As with most aspects of the Borealis system, there is freedom for customization of the filtering stages. The filtering stages are stored in a DecimationScheme class which is stored in the experiment file. If no DecimationScheme is provided, a default is used. Most Borealis experiments use this default scheme, which will be described in more detail below in Section Default DecimationScheme.

A Jupyter notebook is included with the Borealis software for visualization and testing of filtering schemes, using the filtering methods that run when a Borealis radar operates. This notebook can be found at $BOREALISPATH/tests/dsp_testing/filters.ipynb.

Default DecimationScheme

The default DecimationScheme for Borealis uses a 4-stage filter and downsampling to reduce the data rate from 5 MHz to 3.333 kHz. The input sampling rate, downsampling rate, and output sampling rate are shown for each stage in the table below.

Filter Stage

Input Rate

Downsampling Rate

Output Rate

Number of Taps

0

5 MHz

10

500 kHz

661

1

500 kHz

5

100 kHz

127

2

100 kHz

6

16.667 kHz

27

3

16.667 kHz

5

3.333 kHz

4

For a typical sequence of normalscan data, the input data to the first filter stage contains 451500 complex data samples for each antenna. After the first stage, this has been reduced to 45084 samples per antenna, but if multiple frequencies are being selected, there will be one copy of (num\_antennas, 45084) for each frequency. After the second stage, the number of samples is reduced from 45084 to 8992. The next stage reduces it again to 1495 samples. Lastly, the final stage reduces the data length to 299 samples. The number of samples in and out of each stage does not exactly correspond to the downsampling rate; this will be explained shortly, as a result of the filtering technique.

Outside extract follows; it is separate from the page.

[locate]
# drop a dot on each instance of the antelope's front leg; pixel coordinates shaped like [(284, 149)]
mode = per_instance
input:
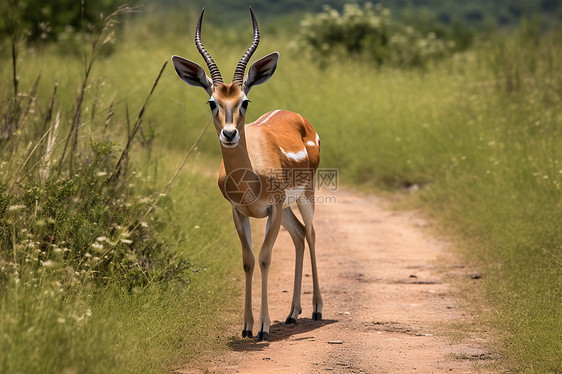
[(242, 224), (271, 232)]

All Borealis signal processing is done in the time domain. The following figures illustrate the process for a hypothetical 10-sample dataset and 3-tap filter.

Figure 1 shows the dataset x and the filter taps h. For all stages of filtering, x is much longer than h, by three to four orders of magnitude.

Sample and filter sequences

Figure 1: Graphical depiction of a data sequence and filter sequence

Figure 2 shows the process of linear convolution of h with x. The sequence h is flipped, then slid along x and multiplied element-wise. At each position, the sum of the element-wise multiplication is the output sample, call it y[n]. We can see that the sequence y will be longer than x. The length of y is equal to the length of h plus the length of x, minus one. However, the samples of y for which h was “hanging off” of x exhibit undesirable edge effects. In Borealis, these samples are dropped. Thus, the first sample of y corresponds to the third iteration shown in Figure 2, and similarly the last sample kept is the third-last sample in the convolution. In general, the number of dropped samples at each the start and end of the convolution is equal to the filter length minus one. The dropping of samples can be seen in Figure 3.

To speed up the processing, downsampling in Borealis is done in the convolution step. This is done by sliding h in steps of the downsampling rate, as shown in Figure 3. This is mathematically equivalent to taking the linear convolution then downsampling, but is computationally faster.

Convolution of two sequences

Figure 2: Linear convolution of two sequences

Downsampled convolution with edge effects discarded

Figure 3: Linear convolution and downsampling, with filter roll-off samples dropped

Modified Frerking Method

The Frerking method is used to extract a narrow frequency from a wideband spectrum. The method is identical to the traditional multi-step approach of mixing an incoming signal with an oscillator to bring the desired frequency to baseband, then running it through a low-pass filter.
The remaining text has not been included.